SEC Charges Digital Asset Trading Platform Founder for Operating Unregistered Exchange11/12/2018On November 8, 2018, the Securities and Exchange Commission (SEC) accused the founder of a digital asset trading platform of failing to register as a national securities exchange. Without admitting or denying the charges, the founder agreed to pay $300,000 in disgorgement and a $75,000 penalty, and to cease and desist from future violations of Section 5 of the Securities Exchange Act of 1934 (Exchange Act).
The SEC said that the trading platform facilitated secondary market trading of ERC20 tokens, which are a type of digital asset issued and distributed on the Ethereum blockchain. The platform provided a marketplace that matched buyers and sellers of digital assets through the use of its order book, using smart contracts to validate, confirm and execute orders.
The SEC alleges that over an 18-month period, the digital asset trading platform handled more than 3.6 million buy and sell orders for ERC20 tokens that were securities.

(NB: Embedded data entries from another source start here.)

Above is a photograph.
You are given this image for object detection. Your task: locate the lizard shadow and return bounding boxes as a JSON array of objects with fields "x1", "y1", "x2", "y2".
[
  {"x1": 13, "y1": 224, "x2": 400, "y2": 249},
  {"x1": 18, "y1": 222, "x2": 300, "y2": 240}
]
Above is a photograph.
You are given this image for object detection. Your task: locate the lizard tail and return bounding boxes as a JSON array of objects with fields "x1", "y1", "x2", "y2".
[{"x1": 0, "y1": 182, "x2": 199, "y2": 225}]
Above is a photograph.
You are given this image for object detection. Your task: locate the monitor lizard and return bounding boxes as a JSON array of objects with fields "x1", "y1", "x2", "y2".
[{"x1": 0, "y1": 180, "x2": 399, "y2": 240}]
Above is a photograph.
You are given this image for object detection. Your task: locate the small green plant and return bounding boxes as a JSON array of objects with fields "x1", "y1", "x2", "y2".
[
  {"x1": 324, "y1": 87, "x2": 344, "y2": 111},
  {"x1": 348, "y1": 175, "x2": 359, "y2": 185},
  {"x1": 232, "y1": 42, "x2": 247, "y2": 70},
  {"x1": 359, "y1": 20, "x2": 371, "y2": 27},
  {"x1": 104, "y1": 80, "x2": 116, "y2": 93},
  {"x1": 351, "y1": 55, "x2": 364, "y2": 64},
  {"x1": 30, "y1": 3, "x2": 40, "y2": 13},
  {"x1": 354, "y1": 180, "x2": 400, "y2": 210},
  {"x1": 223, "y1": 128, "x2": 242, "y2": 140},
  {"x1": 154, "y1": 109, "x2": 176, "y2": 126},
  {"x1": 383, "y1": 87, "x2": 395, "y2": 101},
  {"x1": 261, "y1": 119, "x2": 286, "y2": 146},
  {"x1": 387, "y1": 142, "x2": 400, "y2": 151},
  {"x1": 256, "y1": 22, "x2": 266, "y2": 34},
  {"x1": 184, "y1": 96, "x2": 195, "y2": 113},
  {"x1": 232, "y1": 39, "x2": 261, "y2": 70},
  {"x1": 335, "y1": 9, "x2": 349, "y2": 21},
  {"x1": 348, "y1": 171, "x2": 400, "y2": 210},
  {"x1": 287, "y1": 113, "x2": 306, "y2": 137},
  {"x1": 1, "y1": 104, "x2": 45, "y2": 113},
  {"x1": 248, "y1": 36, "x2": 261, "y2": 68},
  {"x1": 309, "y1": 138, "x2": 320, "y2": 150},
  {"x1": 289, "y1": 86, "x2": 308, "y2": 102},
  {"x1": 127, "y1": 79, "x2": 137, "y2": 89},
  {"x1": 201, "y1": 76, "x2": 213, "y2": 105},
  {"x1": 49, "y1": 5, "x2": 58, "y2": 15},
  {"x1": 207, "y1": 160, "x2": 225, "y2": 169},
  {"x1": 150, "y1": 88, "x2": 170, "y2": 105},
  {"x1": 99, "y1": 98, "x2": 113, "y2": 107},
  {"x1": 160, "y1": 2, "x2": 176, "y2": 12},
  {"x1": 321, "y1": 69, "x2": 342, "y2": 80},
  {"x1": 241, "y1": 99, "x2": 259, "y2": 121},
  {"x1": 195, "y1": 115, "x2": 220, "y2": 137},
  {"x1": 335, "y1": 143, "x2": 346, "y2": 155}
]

Further, approximately 92% of this trading took place after the SEC issued the DAO Report, in which the SEC warned that a platform trading digital asset securities and operating as an exchange must register with the SEC as a national securities exchange or be exempt from registration.
The SEC found that the trading platform met the criteria of an “exchange” and traded in digital asset securities without registration or an exemption, thereby resulting in violations of the Exchange Act by the trading platform and its founder.
To address confusion among market participants as to how and when a digital asset is a security, SEC Director of the Division of Corporation Finance William Hinman in a speech last week said the agency plans to issue “plain English” guidance on the matter.
We will continue to monitor any additional SEC enforcement actions related to digital asset trading platforms, along with any further guidance from the agency on how and when a digital asset is a security.